The craggy outcrops of the Anakeesta Formation called the Chimney Tops, which loom over the West Prong Little Pigeon River off Sugarland Mountain, are one of the most impressive geological formations in the Great Smoky Mountains—and an iconic subject for photography, for sure! You’ve got multiple options for capturing their sharp profile: Pull off at the Chimney Tops Overlook along US Route 441 or hike the Chimney Tops Trail for a closeup.

6. Gregory Bald

Beautiful Vistas on the Gregory Bald Hiking Trail

The sprawling mountaintop field of Gregory Bald—one of a couple of the high-elevation balds the Park Service actively maintains in Great Smoky Mountains National Park—is scenic year-round, delivering long views from its wide-open stage nearly 5,000 feet up along the Smokies divide. But in mid- to late June, it becomes an absolute showstopper thanks to the park’s most celebrated display of blooming azaleas. Flame azaleas, smooth azaleas, Cumberland azaleas, and other varieties grow in abundance up here and naturally hybridize, producing a glorious kaleidoscope of vibrant colors with their extravagant flowers. It’s no exaggeration to say that the azalea bloom on Gregory Bald is one of the pinnacles of Great Smoky Mountains scenery, making a definite pilgrimage for photographers willing to make the demanding round-trip hike.

7. The Jumpoff

Accessed off the Boulevard Trail tracing its namesake ridge between the Smoky Mountain divide crest and Mount LeConte, the Jumpoff ranks among the great scenic vantages in the national park. (And, in fact, much of the walk here from Newfound Gap Road via the Appalachian Trail provides glorious views.) The Jumpoff outcrop puts a whole lot of beautiful terrain in your viewfinder, including the great loom of 6,621-foot Mount Guyot—the second-highest summit in the Great Smoky Mountains—to the northeast and the imposing Anakeesta crag of Charles Bunion just a short way down the Great Smokies divide. (If you’re up for a bit more hiking, it’s easy to tack on Charles Bunion to your Jumpoff trek; its viewshed is just as impressive, though you’ll likely have that much more company.)

8. Kanati Fork Trail

The Kanati Fork Trail makes a hearty climb up from the Oconaluftee River valley along Newfound Gap Road to the Thomas Divide. While the whole trail’s great, the real reason it makes this list is on account of the first couple of slopeside miles, which in springtime put you in the middle of one of the national park’s best-known displays of wildflowers.

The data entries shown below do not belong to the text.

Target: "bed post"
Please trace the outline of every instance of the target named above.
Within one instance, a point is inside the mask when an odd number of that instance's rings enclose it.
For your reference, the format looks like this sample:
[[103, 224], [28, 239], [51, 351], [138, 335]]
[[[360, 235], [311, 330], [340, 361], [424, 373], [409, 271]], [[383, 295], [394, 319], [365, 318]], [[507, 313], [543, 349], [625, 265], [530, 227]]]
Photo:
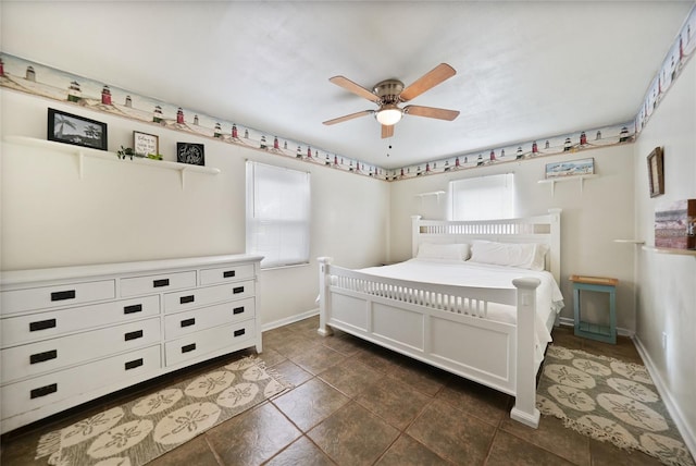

The blooms tend to peak in April, but there’s plenty of floral loveliness earlier and later in the season as well. Give yourself plenty of time to amble amid the Dutchman’s breeches, trilliums, trout lilies, and other petaled marvels, shooting away to your heart’s content.

Photo Ops Aplenty in Great Smoky Mountains National Park

The splendor of Great Smoky Mountains National Park manifests in countless subjects for photography all year-round. Needless to say, it’s hard to take a bad picture in this incredible place!